What a difference a friend can make!
To say I was “unhappy” when I realized God was calling me into ministry is an understatement. My reasons for why this was a bad idea were shallow and selfish. For instance, I judged that some of those Christian people on TV have really bad hair, and I didn’t want people looking at me and judging me like that! (If you saw my hair you would realize the irony in my reasoning…and yes I know we are all noticed and judged. I didn’t say they were good reasons!)
So what did I do about this calling God put on my life? I went to church more seriously. It was all I could bring myself to do except cry. I told God that I wanted to be the person He created me to be. I lost a great career. I had been taken to the edge of the ledge with my health and finances, and my family was beginning to think I had lost my way past the point of bouncing back. And THIS was the big prize you had for me, God? Your ministry?

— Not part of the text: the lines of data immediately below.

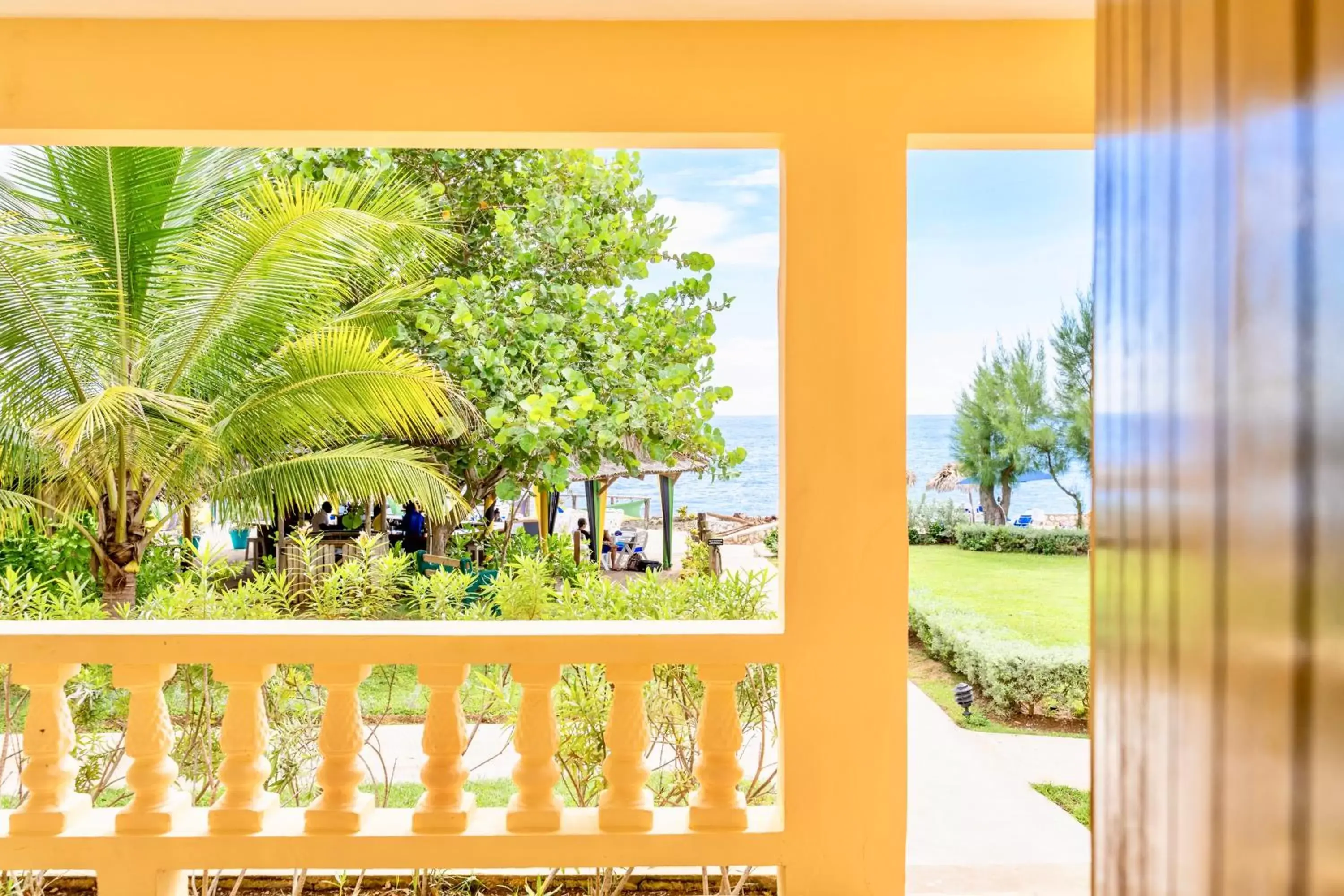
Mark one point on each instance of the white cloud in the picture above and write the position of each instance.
(750, 366)
(761, 178)
(698, 225)
(710, 228)
(753, 250)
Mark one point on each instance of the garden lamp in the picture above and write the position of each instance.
(965, 696)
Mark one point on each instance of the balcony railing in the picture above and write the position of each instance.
(147, 845)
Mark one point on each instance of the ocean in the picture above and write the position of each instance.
(756, 489)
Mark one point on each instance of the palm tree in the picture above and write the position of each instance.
(175, 326)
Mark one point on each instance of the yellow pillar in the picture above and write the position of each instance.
(843, 312)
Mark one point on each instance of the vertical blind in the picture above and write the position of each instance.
(1219, 448)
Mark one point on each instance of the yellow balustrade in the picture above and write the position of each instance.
(148, 845)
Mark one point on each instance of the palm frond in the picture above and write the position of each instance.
(385, 304)
(353, 470)
(52, 322)
(285, 258)
(15, 508)
(151, 420)
(340, 385)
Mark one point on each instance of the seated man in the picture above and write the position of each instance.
(322, 516)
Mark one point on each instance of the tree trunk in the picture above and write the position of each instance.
(121, 558)
(990, 505)
(119, 590)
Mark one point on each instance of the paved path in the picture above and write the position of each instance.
(976, 828)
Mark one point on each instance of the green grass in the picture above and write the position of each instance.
(1043, 599)
(1076, 802)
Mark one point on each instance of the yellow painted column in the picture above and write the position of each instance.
(843, 409)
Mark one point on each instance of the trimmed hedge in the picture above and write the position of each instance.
(1012, 539)
(1014, 675)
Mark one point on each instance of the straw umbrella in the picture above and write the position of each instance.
(945, 480)
(949, 480)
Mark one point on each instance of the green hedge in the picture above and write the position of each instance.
(1014, 675)
(1011, 539)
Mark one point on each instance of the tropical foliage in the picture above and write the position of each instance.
(1073, 347)
(1008, 424)
(172, 326)
(1003, 420)
(538, 318)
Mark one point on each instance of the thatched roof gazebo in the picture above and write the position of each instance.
(599, 481)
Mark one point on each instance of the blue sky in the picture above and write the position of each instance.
(998, 244)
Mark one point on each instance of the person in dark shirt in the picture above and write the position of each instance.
(414, 521)
(582, 538)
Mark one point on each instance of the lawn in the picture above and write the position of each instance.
(1076, 802)
(1043, 599)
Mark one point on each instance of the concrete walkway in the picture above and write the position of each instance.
(976, 828)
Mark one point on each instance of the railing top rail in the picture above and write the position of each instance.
(293, 641)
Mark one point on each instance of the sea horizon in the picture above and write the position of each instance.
(756, 488)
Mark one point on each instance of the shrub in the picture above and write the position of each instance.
(1014, 675)
(53, 554)
(1011, 539)
(933, 521)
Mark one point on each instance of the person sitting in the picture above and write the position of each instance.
(322, 517)
(414, 521)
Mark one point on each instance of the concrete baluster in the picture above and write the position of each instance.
(156, 802)
(444, 809)
(627, 805)
(342, 806)
(244, 739)
(718, 805)
(535, 808)
(49, 735)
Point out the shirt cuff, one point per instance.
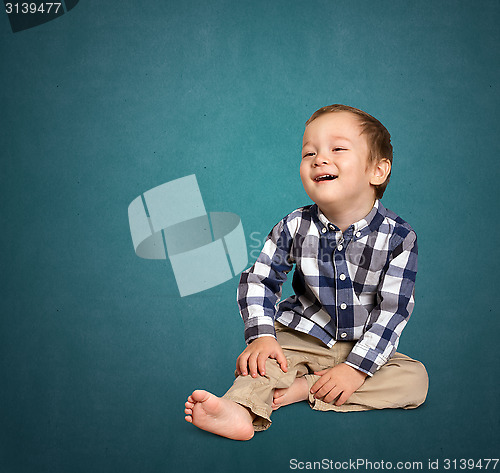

I reluctantly resolved to move in the direction of learning more, and signed up for a class at church. It was a good class but I needed more. An acquaintance that was also in the class with me knew I was ministry-bound and I had mentioned CBS to her. She assumed that I intended to go, and was so excited she actually applied! She offered the kick in the pants I needed. Without knowing that I had not yet applied, she started talking about the classes we could take, carpooling and being “study buddies”. Finally I confessed I had not applied and I had no answers to her questions: why? why not, when are you, have you? I finally applied because I didn’t have a good reason not to.
One of my fears was that when I had been to school before, I had not performed well. If I didn’t do well this time, I feared it would confirm that I really was an idiot.
Once I took the plunge, I was relieved! I proudly became one of the religious freaks I made fun of when I first went to school. My girlfriend would pick me up and we would greet each other with “hello freak”, and off to class we raced. She knew my hesitation and encouraged me. She helped me get back into the rhythm of studying and bought me a cup of coffee when I couldn’t afford it so we could sit and discuss our assignments!
My classroom experience was greater than I could have ever imagined- with like-minded students and professors whose ministry is education. Without any prompting my professor told me there was no reason for me to doubt my abilities. I cried!! Thanks to my friend, my classmates and professors I graduated with a 3.98GPA. This means that I am officially NOT an idiot, which is a good thing because now I work for CBS!!!